Assistant Professor Branden McLeod

Assistant Professors Kalen Flynn and Branden McLeod have received funding from UIC’s Center for Health Equity Research Chicago for their study of the scope and mechanisms of the child support system in Cook County as an entry point to incarceration for young African American men aged 20-39, and the impact of this system on their mental health, well-being, and family relationships.

“Chlece Walker-Neal-Murray, NFP Executive Director at Chicago Advocate Legal and JACSW doctoral student, brought to our attention the disproportionate number of Black fathers entering their office for legal advice, and that’s just the beginning of the problem,” says McLeod. “The main issue is fathers’ ability or inability to pay their child support order once it is initiated. So, we wanted to examine if and to what extent fathers’ inability to pay child support leads to arrest.”

“Essentially, we’re examining the child support system as an instrument of structural violence and the ways it impacts Black fathers’ well-being,” adds Flynn. “There has been research into the impact of child support arrears on families while a father is incarcerated, but there is not much knowledge how the system impacts fathers and their relationships with their families.”

McLeod explains that the study seeks a deeper understanding of the extent to which nonpayment of child support leads to incarceration, and fathers’ varying experiences with the civil court and domestic relations in Cook County, and with the Illinois Department of Health Care and Family Services. “The two systems don’t talk to each other.
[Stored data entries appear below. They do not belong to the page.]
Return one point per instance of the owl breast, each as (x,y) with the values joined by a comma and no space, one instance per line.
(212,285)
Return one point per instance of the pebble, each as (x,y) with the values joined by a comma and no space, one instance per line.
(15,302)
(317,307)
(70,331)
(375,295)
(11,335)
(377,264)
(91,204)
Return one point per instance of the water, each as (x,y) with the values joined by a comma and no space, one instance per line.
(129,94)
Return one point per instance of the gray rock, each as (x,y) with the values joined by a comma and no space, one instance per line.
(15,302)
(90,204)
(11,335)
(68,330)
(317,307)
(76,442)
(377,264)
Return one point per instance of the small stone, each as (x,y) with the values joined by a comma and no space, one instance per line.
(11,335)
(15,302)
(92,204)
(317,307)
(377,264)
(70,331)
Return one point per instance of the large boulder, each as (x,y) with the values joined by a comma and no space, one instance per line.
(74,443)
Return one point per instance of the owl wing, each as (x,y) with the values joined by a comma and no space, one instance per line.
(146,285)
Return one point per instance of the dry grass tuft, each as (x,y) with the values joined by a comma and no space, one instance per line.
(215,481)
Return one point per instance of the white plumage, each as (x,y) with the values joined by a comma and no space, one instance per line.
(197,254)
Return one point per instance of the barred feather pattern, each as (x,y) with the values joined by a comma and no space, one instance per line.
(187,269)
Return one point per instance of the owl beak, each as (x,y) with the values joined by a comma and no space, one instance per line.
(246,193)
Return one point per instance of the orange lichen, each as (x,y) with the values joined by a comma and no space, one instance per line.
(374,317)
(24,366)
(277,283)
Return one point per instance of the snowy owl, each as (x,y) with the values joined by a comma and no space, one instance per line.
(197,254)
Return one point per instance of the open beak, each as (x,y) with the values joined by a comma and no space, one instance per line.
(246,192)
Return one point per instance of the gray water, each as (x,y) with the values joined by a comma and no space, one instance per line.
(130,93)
A father might be paying child support into one system, but still be penalized by the other system for not making payments,” adds Flynn. “You can lose state licenses, including your driver’s license, and if you hit a certain amount of arrears you get put on a sort of ‘most wanted list’. It can seriously impact a father’s overall well-being and familial relationships.”

The Study's Preliminary Findings

Assistant Professor Kalen Flynn

Preliminary findings from the study suggest that the court is focusing only on a father’s ability to pay child support, to the exclusion of other important factors. “Overall, the system is really not set up to unify or heal families at all,” says Flynn. “In our interviews with fathers, almost all have said that as soon as they were involved in the court system, their relationship with the co-parent become worse; the relationship became more transactional.“ McLeod adds that the fathers have said the study is highlighting their real socioemotional, familial, and economic capabilities and challenges. “Our hope is that the study’s findings will allow the court and child support system to better serve the entire family,” he says, “including recognizing fathers’ holistic contribution to the family and addressing fathers’ holistic needs.”